Cities across U.S. brace for increasing unrest, call in National Guard – The Denver Post

By AARON MORRISON and SEAN MURPHY, The Associated Press

MINNEAPOLIS — Protesters set police cars ablaze, smashed businesses’ windows and skirmished with baton-wielding officers in streets from Atlanta to Los Angeles, as anger over George Floyd’s death spread across the country. Authorities were bracing for more violence Saturday, with some calling in the National Guard to beef up overwhelmed forces.

In Minneapolis, the city where Floyd died Monday after a white police officer pressed a knee into his neck and kept it there for more than eight minutes, Minnesota Gov. Tim Walz fully mobilized the state’s National Guard and promised a massive show of force to help quell unrest that has grown increasingly destructive.

“The situation in Minneapolis is no longer in any way about the murder of George Floyd,” Walz said. “It is about attacking civil society, instilling fear and disrupting our great cities.”

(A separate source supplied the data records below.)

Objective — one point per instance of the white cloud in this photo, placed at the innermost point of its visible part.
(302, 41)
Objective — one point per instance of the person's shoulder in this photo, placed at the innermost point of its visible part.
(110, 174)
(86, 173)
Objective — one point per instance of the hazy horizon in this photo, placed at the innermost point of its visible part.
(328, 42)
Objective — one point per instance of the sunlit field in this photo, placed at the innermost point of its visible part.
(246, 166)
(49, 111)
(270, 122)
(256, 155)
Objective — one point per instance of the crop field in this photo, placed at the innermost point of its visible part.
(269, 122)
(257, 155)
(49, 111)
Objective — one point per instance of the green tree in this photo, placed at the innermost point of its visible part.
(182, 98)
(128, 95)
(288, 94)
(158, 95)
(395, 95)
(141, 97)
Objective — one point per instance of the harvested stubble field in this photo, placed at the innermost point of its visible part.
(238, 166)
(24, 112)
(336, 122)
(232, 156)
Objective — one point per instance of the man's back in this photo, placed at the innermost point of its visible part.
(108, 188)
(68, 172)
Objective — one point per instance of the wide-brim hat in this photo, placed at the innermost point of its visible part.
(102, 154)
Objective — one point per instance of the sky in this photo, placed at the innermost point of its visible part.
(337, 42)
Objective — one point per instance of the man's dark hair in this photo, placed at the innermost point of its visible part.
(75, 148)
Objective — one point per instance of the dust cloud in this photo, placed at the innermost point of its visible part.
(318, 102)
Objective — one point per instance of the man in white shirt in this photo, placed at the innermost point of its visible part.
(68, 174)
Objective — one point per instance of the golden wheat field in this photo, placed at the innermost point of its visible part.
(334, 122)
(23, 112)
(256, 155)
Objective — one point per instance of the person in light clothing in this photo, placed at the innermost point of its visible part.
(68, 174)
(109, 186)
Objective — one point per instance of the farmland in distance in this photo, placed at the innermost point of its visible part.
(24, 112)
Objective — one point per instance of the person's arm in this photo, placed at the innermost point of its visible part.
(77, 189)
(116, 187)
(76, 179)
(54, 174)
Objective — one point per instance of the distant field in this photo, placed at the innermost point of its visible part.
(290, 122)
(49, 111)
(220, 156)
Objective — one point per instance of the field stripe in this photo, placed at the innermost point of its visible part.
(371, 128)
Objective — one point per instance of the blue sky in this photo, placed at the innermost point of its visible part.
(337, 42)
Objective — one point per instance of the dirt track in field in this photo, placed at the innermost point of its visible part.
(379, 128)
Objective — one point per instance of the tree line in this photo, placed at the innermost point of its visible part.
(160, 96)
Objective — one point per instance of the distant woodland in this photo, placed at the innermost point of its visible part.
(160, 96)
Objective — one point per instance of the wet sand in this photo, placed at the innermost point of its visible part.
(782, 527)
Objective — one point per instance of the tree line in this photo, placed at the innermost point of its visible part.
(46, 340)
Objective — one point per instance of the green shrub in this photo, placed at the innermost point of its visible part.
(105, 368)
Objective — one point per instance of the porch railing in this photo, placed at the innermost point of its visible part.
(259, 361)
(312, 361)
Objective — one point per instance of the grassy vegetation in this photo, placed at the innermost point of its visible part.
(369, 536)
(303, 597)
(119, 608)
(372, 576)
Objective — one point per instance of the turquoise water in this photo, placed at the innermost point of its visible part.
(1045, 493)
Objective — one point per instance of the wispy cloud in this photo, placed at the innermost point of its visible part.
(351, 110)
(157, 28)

On Saturday, after a tumultuous night, racially diverse crowds took to the streets again for peaceful protests in dozens of cities. Friday’s protests, too, had started calmly — in cities from Denver to New York to Oakland, California, from Atlanta to Portland, Oregon — before many descended into violence.

At least two deaths were connected to the demonstrations; hundreds of people were arrested and police used batons, rubber bullets and pepper spray to push back crowds in some cities. Many departments reported officers were injured, while social media was awash in images of police using forceful tactics, throwing protesters to the ground, using bicycles as shields, and trampling a protester while on horseback.

The unrest this week recalled the riots in Los Angeles nearly 30 years ago after the acquittal of the white police officers who beat Rodney King, a black motorist who had led them on a high-speed chase. The protests of Floyd’s killing have gripped many more cities, but the losses in Minneapolis have yet to approach the staggering totals in Los Angeles. During the five days of rioting in 1992, more than 60 died, 2,000-plus were injured and thousands arrested, with property damage topping $1 billion.

Many protesters spoke of frustration that Floyd’s death was one more in a litany. It comes in the wake of the killing in Georgia of Ahmaud Arbery, who was shot after being pursued by two white men while running in their neighborhood, and in the middle of the coronavirus pandemic that has thrown millions out of work, killed more than 100,000 people in the U.S. and disproportionately affected black people.

On Friday, the officer who held his knee to Floyd’s neck was arrested and charged with third-degree murder and second-degree manslaughter — but that appeared to provide little balm. Many protesters are demanding the arrests of the three other officers involved.

Comments from President Donald Trump stoked the anger, when he fired off a series of tweets criticizing Minnesota’s response, ridiculing people who protested outside the White House and warning that if protesters breached the fence, “they would … have been greeted with the most vicious dogs, and most ominous weapons, I have ever seen.”

On Saturday, in Tulsa, Oklahoma’s Greenwood District, the site of the 1921 Tulsa Race Massacre that left as many as 300 dead and the city’s thriving black district in ruins, protesters blocked intersections and chanted the name of Terence Crutcher, a black man killed by a police officer in 2016. Other peaceful protests were being held in Delaware, Florida, Massachusetts, New Jersey and Pennsylvania.